Nobody can deny that the real heroes of the Games are the athletes. The sponsors of the Games, however, undeniably make a lot of money from the success of the athletes. Yet cynicism aside, the advertising campaigns this year have ensured that everyone has been a winner.
I am sure I was not the only one who saw the Greek national team lead the other teams into the arena and wish we could do more to bring back the feel of the traditional Olympic Games – before the drugs, the fickle press, the gender determination tests and the greedy corporate element. The sponsors have a primary aim: profit increase. But haven’t this year’s ads achieved more than this? They fit the bill as far as the “inspire a generation” concept is concerned. This year’s campaigns encourage young people not only to aim for athletic achievement but also marketing mastery.
With sponsors including P&G, British Airways, and UPS it is easy to understand the difficulty some companies faced linking campaigns for their products to the theme of sport. The obvious cynical take against the giants of Coca Cola and McDonalds would be that the games would be more likely to inspire “high fat saturation” rather than a “generation”. Coca Cola tackled this problem by producing a festival styled T.V ad which featured Mark Rhonson and Katy B, two British singers, performing on a stage alongside Olympic athletes in training, representing four different nations. The song, “anywhere in the world” reminds the audience of the global power of the brand while representing the London Games as an international stage. The label only appears on the bottle of an excited teenager in the audience, further enhancing the brand’s “open happiness” theme. Their “Move to the Beat” campaign for London 2012 is far more about the excitement involved in an international event, which is then linked to the brand. The key point to make is that everyone (the brand, the Games and the consumers) benefits from this. It is a party where nobody is left off the guest list.

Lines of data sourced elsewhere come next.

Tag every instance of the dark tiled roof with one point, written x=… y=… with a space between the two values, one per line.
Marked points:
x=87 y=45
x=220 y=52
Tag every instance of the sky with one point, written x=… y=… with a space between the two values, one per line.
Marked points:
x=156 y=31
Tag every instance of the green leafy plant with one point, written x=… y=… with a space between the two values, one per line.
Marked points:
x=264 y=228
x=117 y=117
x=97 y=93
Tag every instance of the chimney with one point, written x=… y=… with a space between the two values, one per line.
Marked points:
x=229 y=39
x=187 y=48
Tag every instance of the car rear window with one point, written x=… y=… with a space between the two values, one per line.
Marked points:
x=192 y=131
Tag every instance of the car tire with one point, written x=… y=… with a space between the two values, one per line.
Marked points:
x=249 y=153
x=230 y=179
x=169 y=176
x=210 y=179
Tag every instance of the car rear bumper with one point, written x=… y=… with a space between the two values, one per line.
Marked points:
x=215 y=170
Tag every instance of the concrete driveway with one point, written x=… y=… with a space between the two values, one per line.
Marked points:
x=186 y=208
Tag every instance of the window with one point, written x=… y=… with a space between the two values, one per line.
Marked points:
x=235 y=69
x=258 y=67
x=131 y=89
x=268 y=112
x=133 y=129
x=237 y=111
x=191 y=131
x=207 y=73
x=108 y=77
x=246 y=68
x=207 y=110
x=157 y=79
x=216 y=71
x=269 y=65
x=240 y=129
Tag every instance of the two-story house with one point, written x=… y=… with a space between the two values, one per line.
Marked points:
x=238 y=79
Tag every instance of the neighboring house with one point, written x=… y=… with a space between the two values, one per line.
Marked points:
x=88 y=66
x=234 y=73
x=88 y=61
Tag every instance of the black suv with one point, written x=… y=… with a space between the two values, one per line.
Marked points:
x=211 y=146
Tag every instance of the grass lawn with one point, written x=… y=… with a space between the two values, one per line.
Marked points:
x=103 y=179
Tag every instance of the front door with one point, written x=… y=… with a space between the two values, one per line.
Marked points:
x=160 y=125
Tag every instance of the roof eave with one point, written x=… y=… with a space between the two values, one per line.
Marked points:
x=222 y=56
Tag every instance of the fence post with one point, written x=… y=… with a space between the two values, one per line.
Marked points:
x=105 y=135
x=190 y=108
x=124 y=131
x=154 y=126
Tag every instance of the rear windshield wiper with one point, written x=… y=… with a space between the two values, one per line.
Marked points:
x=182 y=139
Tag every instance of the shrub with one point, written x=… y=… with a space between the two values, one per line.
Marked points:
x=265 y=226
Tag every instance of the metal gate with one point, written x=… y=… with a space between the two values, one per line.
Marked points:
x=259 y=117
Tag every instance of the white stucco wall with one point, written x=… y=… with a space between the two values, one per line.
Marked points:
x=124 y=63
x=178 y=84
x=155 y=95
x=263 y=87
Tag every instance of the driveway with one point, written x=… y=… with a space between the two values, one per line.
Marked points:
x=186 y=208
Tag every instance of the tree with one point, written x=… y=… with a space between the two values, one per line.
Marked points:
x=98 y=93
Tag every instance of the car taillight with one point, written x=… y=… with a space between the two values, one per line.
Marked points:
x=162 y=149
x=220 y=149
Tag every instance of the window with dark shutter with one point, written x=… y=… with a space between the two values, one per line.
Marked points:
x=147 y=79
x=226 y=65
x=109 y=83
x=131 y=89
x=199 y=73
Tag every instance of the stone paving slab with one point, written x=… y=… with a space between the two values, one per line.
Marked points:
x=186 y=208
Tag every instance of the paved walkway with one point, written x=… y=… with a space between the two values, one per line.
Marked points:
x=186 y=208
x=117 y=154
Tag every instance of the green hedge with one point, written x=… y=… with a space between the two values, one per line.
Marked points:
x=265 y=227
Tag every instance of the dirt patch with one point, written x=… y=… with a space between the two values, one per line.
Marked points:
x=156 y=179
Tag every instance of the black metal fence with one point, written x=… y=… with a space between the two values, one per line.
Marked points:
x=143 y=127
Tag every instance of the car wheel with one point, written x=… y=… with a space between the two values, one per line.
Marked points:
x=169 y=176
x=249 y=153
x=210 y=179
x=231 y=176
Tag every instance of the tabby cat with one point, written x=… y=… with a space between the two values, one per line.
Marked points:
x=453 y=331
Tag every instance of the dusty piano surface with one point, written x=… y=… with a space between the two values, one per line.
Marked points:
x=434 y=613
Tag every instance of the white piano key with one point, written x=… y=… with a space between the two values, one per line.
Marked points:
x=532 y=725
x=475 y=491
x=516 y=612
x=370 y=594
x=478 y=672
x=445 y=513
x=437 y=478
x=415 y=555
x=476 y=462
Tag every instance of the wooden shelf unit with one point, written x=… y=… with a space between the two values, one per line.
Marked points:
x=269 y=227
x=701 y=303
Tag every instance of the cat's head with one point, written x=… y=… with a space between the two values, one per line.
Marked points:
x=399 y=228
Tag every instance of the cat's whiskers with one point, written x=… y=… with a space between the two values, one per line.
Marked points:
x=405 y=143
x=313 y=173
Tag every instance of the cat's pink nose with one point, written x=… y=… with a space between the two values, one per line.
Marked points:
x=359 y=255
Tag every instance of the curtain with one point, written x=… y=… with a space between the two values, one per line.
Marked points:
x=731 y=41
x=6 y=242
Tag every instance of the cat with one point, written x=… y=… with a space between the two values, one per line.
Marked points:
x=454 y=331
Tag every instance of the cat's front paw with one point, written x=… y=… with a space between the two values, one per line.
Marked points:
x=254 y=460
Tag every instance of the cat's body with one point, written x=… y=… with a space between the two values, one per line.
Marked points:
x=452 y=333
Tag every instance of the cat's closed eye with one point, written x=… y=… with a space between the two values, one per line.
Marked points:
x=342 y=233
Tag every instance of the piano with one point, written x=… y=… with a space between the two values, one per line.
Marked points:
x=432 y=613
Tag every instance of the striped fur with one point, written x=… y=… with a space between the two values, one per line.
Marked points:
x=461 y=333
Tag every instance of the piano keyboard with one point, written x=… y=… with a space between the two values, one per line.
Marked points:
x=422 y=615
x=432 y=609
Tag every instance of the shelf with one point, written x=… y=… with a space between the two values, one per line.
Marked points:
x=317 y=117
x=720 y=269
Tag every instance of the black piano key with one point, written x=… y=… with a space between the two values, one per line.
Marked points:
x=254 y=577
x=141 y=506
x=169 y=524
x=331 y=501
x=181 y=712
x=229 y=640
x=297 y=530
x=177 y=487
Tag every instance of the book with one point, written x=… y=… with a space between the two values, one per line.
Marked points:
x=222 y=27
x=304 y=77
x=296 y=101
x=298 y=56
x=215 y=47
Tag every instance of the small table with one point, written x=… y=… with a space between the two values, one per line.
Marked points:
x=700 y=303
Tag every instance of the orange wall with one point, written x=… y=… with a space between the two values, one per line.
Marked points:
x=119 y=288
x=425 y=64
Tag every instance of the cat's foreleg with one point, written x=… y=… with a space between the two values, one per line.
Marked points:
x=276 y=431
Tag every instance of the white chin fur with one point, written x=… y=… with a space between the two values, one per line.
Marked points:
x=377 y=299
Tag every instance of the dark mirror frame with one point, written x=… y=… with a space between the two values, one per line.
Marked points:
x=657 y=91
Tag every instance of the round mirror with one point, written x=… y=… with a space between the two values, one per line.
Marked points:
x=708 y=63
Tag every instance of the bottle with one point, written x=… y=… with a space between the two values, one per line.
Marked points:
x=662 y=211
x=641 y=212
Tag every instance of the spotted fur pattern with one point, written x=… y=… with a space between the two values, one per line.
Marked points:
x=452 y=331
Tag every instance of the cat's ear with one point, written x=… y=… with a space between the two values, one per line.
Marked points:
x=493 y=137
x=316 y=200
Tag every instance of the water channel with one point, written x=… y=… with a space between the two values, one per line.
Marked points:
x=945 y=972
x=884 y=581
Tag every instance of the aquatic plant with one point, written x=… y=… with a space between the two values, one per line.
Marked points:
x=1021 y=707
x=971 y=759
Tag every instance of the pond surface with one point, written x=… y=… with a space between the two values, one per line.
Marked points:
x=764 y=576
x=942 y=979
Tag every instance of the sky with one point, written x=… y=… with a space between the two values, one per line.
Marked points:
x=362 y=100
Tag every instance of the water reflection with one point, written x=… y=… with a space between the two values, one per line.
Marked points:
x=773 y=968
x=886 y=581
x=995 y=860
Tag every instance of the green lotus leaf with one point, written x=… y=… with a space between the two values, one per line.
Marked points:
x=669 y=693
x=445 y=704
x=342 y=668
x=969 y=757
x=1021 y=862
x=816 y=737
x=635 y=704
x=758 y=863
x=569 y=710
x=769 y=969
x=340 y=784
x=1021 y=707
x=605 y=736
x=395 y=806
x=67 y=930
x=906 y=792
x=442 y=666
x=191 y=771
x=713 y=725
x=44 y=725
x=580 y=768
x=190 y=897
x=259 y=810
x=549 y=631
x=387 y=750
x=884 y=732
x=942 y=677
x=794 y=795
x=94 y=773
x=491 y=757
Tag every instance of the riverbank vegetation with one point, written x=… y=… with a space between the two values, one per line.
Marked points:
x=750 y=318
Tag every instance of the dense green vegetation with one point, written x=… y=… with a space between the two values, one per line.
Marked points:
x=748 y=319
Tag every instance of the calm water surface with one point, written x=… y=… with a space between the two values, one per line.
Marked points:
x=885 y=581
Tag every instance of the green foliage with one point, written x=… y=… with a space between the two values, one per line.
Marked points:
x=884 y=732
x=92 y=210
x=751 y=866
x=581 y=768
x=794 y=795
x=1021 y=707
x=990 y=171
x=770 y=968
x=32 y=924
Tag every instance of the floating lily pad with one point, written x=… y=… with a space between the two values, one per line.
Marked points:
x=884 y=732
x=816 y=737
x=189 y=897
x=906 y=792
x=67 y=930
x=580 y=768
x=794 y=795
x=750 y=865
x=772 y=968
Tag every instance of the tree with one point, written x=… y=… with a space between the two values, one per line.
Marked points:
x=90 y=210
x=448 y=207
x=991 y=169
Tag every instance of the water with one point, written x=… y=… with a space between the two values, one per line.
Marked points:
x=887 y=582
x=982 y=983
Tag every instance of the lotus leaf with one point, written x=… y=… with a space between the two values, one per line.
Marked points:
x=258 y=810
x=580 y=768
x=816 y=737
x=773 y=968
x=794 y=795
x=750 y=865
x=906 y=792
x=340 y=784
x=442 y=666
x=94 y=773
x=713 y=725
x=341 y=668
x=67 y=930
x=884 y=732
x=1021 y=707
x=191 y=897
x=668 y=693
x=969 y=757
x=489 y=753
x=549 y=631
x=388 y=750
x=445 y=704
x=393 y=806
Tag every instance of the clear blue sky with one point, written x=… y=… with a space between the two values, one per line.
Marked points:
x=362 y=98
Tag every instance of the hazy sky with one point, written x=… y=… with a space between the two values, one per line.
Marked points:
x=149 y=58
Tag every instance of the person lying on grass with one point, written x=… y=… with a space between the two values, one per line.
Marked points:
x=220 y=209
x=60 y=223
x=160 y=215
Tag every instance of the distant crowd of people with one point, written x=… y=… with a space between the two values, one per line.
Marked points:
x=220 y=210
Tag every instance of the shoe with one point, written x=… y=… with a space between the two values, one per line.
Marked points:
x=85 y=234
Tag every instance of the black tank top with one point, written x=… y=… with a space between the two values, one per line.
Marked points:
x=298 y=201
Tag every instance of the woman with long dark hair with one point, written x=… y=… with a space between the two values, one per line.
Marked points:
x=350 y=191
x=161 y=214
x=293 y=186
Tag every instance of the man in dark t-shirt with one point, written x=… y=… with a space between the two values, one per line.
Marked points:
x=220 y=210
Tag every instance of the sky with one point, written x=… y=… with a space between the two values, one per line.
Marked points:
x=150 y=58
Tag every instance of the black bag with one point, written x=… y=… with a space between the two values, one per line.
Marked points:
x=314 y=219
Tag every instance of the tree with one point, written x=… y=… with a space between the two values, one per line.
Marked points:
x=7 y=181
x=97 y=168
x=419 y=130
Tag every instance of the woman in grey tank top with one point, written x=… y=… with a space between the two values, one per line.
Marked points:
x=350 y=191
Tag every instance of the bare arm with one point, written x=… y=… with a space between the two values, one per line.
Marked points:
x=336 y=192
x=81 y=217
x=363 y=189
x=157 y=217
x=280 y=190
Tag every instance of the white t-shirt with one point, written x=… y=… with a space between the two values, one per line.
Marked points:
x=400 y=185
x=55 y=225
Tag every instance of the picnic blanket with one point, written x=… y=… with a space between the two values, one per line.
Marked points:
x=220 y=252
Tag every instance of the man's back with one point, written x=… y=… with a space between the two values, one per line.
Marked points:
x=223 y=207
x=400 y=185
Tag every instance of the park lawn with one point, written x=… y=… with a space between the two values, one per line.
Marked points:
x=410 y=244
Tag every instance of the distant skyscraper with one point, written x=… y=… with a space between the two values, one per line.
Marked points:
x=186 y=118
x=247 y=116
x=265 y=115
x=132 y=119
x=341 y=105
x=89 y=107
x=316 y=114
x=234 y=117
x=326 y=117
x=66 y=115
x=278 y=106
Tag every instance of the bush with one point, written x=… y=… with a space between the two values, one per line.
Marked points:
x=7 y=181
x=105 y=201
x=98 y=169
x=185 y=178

With a “John Lewis” Christmas ad feel, P&G decided the softer touch was appropriate. What else could be softer in a beefed-up athlete’s life than the proud cardigan wearing mother behind them? With this concept in mind the P&G “Proud Sponsor of Mum’s Campaign” hit the British heartstrings as well as the company’s target market for cleaning products. A mini Paula Radcliffe appealed to anyone with a heart and kept in-line with the ‘inspire a generation’ concept. Alongside this campaign was the “Before gold there was red, white and blue” TV ad for their American product Tide. It evoked in many two key elements essential for enjoying international sport – national sports kit and national pride. With national pride in mind which U.S. citizen could possibly disregard the final slogan – “When colours mean this much, you can only trust them to Tide.”
Arguably the most avant-garde Olympic advertising campaign seen this summer was from BA. Everywhere in the country, on tubes, billboards, and magazines the message was clear “Don’t Fly, Support Team G.B”. But how could this message possibly boost sales for an airline, a British airline? British Airways made the brave and incredible decision of telling the public not to book flights with them, to stay in the country for one of the most lucrative times of the airline calendar to support the home team. How can this ever do the airline any good? Well for a start the advertisement is memorable above all else, but most importantly it extrovertly places national pride before commercial gain for two sacred weeks. Do we not feel proud to have an airline that encourages us to stay at home and support the best athletes our country has to offer?
It is important to remember that before all the sponsorship, the shameful doping and even the fickle press the games were for one purpose only, Glory. Of course BA have not joined the green party and advertising will never be for love rather than money. However, even if this campaign only seems to be selfless, BA are still promoting an inspiring message: be proud of your country. The airline is likely to profit hugely from the Games, but with such a boost for national pride, why should we bother being cynical about that, when in fact we are all winning.